TMS is a well-established treatment for several psychiatric disorders, based on consolidated regulatory approvals and evidenced-based guidelines (7). Nonetheless, and despite meta-analyses indicating that it is efficacious and safe, the use of TMS in BDep is still questioned (16,17), largely because of conflicting results regarding its efficacy in sham-controlled trials (13,15). Despite originating largely from small samples, this balance has fueled the debate regarding the place of rTMS in the management of BDep, regardless of real-world data attesting its safety and efficacy (18,65).

Contributing toward the determination of the role of TMS for treatment of BDep, our data provide definitive evidence of a statistically significant effect over sham, supporting efficacy, and with a large effect size (>0.8) supporting therapeutic effectiveness (83).

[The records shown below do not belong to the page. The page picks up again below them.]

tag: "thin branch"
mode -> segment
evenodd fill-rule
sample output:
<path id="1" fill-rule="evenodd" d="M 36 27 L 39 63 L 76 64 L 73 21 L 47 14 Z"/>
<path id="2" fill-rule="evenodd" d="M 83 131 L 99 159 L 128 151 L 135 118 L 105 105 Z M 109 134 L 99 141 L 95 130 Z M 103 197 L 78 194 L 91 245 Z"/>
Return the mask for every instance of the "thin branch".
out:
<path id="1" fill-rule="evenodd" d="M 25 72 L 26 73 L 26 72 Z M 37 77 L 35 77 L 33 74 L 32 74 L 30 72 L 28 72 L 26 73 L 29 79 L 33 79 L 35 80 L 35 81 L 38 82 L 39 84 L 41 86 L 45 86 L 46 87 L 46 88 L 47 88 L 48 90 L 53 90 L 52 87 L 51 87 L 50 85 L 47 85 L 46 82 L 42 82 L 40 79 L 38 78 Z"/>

To our knowledge, this is the largest dataset to date to yield response and remission rates (47% and 28%, respectively) that are similar to those reported for major depressive disorder (MDD) (84,85). Importantly, for the first time, we have also identified clear stimulation parameters and clinical characteristics associated with enhanced antidepressant effects in this population. Nevertheless, it is important to highlight that effectiveness estimates derived from nonrandomized or real-world research, are more prone to reflecting nonspecific effects such as placebo response or regression to the mean, and should be interpreted with caution.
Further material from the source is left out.